The controller issue has nothing to do with zfs, rather ths host OS. Usually that would be some flavor of OpenSolaris.

Silhouette · Oct 19, 2011

ChrisBenn said:
But if, as you say, your job depends on maintaining the integrity of your original data would "very little bit rot" still be too much?

Of the issues you list

The things I listed were not issues caused by zfs, rather issues that I consider to be greater problems than bit rot. Major issues directly caused by zfs that I have experienced are a couple bugs causing pools to become inaccessible, along wth some other minor bugs that sometimes appear.

I expect to see around 0-1 checksum errors (usually sector sized) when I verify 200+ TB of data. That is a minor inconvenience. When I consider zfs to be more mature I expect to move all my systems over to that file system. But recovering a file or two from backups is less painful than recovering 40-60 TB.

As for problems not detected by zfs, a lot can happen to your data before/during the inital copy to your file system. A lot can also happen on the way from one server to another, and zfs won't help you in either of those cases. Every time I archive new data I compute checksums, verify the data is valid according to incoming crc, then I recheck the checksums.

tormentum · Oct 19, 2011

Silhouette said:
Every time I archive new data I compute checksums, verify the data is valid according to incoming crc, then I recheck the checksums.

A very wise practice. md5sum or using "rsync --checksum" is very useful in this regard.

danswartz · Oct 19, 2011

Silhouette, when you say zfs won't help you with corruption of data transmitted to another system, how are you copying the data? If you use 'zfs send', the stream is checksummed and verified at the other end.

Silhouette · Oct 19, 2011

danswartz said:
Silhouette, when you say zfs won't help you with corruption of data transmitted to another system, how are you copying the data? If you use 'zfs send', the stream is checksummed and verified at the other end.

I was very unimpressed by zfs send performance the last time I tried to use it to transfer data over the network. Also, it had some limitations that made it not very suitable for my situation.

That was a while ago though, maybe it's working better now?

danswartz · Oct 19, 2011

Were you using ssh? If so, that would kill performance pretty badly, IIRC. Also, from your earlier comment, does that mean you were not using zfs send? If so, how were you transferring?

Silhouette · Oct 19, 2011

No, ssh/sftp is pretty much ruled out when you care about performance. I tried a couple of things, I think netcat worked the best.
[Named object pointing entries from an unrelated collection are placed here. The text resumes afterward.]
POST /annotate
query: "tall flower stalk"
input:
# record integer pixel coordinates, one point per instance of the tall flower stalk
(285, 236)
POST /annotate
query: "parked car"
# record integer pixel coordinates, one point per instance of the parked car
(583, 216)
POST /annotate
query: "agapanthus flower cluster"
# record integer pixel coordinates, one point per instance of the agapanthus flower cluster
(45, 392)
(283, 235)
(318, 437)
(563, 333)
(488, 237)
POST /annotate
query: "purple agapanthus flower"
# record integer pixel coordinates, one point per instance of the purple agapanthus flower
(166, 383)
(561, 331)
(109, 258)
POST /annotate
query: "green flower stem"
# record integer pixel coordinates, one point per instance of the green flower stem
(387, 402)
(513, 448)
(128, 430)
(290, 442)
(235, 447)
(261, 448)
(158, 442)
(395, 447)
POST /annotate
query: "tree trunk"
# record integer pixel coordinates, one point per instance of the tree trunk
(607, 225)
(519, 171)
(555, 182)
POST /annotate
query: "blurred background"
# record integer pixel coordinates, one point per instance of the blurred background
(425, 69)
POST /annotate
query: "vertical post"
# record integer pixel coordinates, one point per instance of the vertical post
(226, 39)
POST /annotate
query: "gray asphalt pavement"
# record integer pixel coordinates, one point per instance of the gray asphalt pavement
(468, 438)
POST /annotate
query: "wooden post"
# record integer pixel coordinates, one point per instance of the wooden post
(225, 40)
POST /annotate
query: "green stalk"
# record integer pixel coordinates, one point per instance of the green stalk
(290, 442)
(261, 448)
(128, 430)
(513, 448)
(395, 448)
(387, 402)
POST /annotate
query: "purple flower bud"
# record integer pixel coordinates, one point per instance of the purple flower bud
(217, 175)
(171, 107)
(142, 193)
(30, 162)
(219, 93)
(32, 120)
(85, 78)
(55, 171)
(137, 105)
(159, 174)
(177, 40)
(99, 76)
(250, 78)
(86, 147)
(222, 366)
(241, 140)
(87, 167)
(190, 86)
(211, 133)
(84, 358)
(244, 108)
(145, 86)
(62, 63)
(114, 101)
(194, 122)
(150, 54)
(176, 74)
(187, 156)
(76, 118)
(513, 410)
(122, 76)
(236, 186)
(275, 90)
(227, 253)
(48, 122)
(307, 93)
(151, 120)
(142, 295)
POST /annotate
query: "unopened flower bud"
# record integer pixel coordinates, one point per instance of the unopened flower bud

Keep in mind that I have 10 GbE in most of my servers, and my definition of slow is not necessarily considered very slow by others. But 1 Gb is slow when you have a lot of data.

I mostly use ftp for transfers.

Silhouette · Oct 19, 2011

Anyway, this thread got derailed.

My advice: Make sure that you have several copies of your data, preferably as independent as possible. Important stuff should exist somewhere else away from home, or at the very least in some form of offline backup. Use checksums to verify your data, keep backups uptodate and reverify/copy to new media at regular intervals (but not weekly).

tormentum · Oct 19, 2011

Silhouette said:
Anyway, this thread got derailed.

My advice: Make sure that you have several copies of your data, preferably as independent as possible. Important stuff should exist somewhere else away from home, or at the very least in some form of offline backup. Use checksums to verify your data, keep backups uptodate and reverify/copy to new media at regular intervals (but not weekly).

But derailing is fun

Back on topic: speaking of checksuming, is there a good windows based util for creating MD5's for reverification? Whilst I use rsync for large copies, my wife could use something more pointy-clickie.

BENN0 · Oct 20, 2011

I use JDigest:
http://code.google.com/p/jdigest/

It integrates nicely in the Windows explorer. Requires Java though.
To calculate checksums for a complete directory structure I also use Total Commander:
http://www.ghisler.com/

tormentum · Oct 20, 2011

Just found this: http://www.exactfile.com/

Looks exactly what I was after.

georgexi · Oct 20, 2011

I thought I read an article that the new WHS2011 was going to protect against bit-rot (at an additional cost of 12% disk space) but now I can't find any information about this. I guess MS dropped this feature.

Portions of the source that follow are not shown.